Poster Presentation 8th Australasian Vaccines & Immunotherapeutics Development Meeting 2020

TCR repertoire and transcriptome differs between optimal HLA-A*02:01- and high-risk HLA-A*24:02-restricted CD8+ T cell immunity against influenza A virus (#206)

So Young Chang 1 , Luca Hensen 1 , Carolien E Van de Sandt 1 , Simone Rizzetto 2 , Fabio Luciani 2 , Thi HO Nguyen 1 , Marios Koutsakos 1 , Katherine Kedzierska 1
  1. Department of Microbiology and Immunology, University of Melbourne, at the Peter Doherty Institute for Infection and Immunity, Parkville, Victoria, Australia
  2. School of Medical Sciences and The Kirby Institute, UNSW, Sydney, New South Wales, Australia

Influenza viruses circulate annually and cause significant morbidity and mortality during seasonal epidemics. CD8+ T cells provide broad protective immunity against influenza viruses. The quality of CD8+ T cell response against viral infections and its protective capacity can be influenced by Major histocompatibility complex (MHC) class I polymorphisms, binding affinity of T cell receptor (TCR)/peptide-MHC-I complex, functional avidity, and the nature of the TCRαβ repertoire. Here, we assessed at the single cell level, the TCRαβ repertoire and transcriptome of CD8+ T cells against an influenza-specific HLA-A*24:02-PB1498-505 (A24/PB1498) epitope, restricted by a human leukocyte antigen (HLA) allele frequently found in Indigenous Australians and associated with severe influenza disease during the pH1N1 outbreak.

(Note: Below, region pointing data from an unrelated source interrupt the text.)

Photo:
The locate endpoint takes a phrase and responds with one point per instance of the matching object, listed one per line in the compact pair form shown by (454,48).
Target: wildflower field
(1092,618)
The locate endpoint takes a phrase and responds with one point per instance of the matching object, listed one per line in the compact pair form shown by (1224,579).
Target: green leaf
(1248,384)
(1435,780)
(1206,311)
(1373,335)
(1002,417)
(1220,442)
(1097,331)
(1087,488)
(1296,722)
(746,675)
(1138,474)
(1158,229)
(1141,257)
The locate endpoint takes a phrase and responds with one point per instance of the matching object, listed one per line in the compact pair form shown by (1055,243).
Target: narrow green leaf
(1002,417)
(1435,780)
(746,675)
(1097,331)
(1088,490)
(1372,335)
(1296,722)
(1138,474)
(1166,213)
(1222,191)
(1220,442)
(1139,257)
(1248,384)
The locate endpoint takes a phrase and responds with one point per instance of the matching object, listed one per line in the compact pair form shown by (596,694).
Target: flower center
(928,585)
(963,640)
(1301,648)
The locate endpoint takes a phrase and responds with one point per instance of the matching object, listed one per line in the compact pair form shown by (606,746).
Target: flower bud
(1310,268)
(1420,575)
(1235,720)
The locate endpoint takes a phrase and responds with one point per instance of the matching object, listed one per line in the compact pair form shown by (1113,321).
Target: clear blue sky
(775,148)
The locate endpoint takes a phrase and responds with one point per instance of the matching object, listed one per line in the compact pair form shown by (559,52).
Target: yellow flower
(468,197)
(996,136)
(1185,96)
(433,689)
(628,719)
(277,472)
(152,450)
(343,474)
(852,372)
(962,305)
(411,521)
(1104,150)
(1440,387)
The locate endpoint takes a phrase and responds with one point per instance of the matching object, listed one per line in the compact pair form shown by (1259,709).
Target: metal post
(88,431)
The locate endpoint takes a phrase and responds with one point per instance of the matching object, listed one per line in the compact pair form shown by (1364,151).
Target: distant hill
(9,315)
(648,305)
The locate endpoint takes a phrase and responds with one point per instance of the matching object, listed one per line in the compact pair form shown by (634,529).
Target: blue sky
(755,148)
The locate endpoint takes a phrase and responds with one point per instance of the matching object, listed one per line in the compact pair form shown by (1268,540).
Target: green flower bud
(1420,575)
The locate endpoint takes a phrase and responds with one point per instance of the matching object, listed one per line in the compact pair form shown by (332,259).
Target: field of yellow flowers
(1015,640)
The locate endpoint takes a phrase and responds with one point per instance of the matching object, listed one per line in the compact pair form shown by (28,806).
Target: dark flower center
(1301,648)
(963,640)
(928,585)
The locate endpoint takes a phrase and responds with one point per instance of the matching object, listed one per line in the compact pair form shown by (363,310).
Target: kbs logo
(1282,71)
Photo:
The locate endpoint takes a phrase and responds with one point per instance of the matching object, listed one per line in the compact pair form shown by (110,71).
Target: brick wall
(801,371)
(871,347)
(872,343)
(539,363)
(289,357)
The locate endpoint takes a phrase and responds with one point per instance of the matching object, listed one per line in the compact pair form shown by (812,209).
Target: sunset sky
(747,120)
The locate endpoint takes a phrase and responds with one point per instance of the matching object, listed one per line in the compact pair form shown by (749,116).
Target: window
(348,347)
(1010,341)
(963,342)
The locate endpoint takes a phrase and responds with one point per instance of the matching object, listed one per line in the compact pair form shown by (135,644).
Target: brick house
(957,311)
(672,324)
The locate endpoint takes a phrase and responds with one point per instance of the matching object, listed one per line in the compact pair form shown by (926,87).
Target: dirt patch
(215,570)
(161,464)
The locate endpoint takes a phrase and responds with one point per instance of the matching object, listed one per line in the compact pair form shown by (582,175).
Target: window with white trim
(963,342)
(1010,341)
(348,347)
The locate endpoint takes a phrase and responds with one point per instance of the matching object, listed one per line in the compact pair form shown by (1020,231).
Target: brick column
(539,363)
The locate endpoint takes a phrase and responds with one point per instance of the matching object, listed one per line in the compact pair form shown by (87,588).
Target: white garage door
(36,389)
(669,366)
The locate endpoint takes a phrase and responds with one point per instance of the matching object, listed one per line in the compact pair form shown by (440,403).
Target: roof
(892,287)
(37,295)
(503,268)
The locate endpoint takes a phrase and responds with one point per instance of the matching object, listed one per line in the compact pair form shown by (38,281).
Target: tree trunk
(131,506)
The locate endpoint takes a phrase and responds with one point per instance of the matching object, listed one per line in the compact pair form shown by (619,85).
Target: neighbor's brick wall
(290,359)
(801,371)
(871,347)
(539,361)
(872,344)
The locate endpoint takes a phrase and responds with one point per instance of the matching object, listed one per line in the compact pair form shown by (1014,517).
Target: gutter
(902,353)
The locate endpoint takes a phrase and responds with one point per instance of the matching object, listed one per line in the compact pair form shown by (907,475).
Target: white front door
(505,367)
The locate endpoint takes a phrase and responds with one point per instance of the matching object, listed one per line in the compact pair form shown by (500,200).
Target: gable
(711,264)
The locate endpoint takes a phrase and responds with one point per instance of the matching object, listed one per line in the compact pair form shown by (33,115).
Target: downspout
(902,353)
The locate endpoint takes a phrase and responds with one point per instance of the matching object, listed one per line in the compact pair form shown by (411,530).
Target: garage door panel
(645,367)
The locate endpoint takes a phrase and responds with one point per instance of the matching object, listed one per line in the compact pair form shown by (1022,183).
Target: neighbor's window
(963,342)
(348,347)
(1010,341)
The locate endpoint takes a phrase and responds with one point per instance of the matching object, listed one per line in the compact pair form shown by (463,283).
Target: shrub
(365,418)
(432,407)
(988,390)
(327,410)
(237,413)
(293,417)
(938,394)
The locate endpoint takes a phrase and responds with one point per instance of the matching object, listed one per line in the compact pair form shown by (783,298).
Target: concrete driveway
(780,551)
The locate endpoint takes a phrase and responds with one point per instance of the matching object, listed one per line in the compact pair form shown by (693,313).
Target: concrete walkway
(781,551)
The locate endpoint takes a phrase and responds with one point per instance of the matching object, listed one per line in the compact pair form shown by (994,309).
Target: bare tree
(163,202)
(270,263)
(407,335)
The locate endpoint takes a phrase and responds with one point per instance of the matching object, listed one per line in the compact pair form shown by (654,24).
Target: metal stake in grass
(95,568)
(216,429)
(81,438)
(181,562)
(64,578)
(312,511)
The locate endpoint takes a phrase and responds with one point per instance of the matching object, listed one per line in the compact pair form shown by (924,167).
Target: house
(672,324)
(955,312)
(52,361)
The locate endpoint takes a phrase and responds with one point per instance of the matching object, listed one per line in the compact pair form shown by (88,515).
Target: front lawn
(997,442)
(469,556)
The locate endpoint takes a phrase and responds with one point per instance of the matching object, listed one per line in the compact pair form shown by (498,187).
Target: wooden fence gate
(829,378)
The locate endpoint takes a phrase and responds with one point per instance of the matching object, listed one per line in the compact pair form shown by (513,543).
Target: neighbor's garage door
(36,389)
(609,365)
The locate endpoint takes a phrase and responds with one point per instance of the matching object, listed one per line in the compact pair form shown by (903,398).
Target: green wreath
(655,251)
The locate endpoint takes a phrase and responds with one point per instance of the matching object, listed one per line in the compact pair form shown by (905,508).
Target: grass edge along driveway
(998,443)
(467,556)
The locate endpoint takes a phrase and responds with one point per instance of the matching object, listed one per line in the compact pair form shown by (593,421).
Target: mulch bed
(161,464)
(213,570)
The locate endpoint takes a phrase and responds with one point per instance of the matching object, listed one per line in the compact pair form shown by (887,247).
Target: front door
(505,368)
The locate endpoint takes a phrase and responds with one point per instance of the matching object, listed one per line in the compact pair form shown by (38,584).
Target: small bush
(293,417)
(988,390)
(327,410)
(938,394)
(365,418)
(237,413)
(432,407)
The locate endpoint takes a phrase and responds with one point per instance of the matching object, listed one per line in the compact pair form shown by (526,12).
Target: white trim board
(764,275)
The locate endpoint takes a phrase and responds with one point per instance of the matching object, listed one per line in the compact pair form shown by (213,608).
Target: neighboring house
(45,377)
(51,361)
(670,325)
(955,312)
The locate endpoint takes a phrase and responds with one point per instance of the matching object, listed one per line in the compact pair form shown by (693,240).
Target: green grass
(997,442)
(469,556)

Using ex-vivo peptide-HLA tetramer-associated magnetic enrichment (TAME), single-cell multiplex-nested RT-PCR for paired TCRαβ repertoires, and TCRdist analysis of PBMCs from HLA-A*24:02 healthy donors, we assessed the quality of A24/PB1498+CD8+ T cells compared to the HLA-*02:01-M158 epitope, which is the most well-defined and immunodominant human influenza epitope restricted to the most common HLA-allele in Caucasians. We found that the TCRαβ repertoire of A24/PB1498+CD8+ T cells was biased in usage of TRBV9 (42.5%) with variable TRAV segment usage and highly diverse TCRαβ clonotypes. To further understand global qualitative differences between optimal A2/M158 and high-risk A24/PB1498 epitopes, we performed single-cell mRNA sequencing of peptide-HLA tetramer-specific CD8+ T cells  ex vivo and showed that gene expression levels of cytotoxic molecules such as granzyme A, granzyme B and CCL5 were lower in A24/PB1498+CD8+ T cells than in A2/M158+CD8+ T cells. Overall, our findings provide new insights into the mortality-associated HLA-A*24:02 allomorph and suggest strategies to develop universal T cell-mediated vaccines and immunotherapies.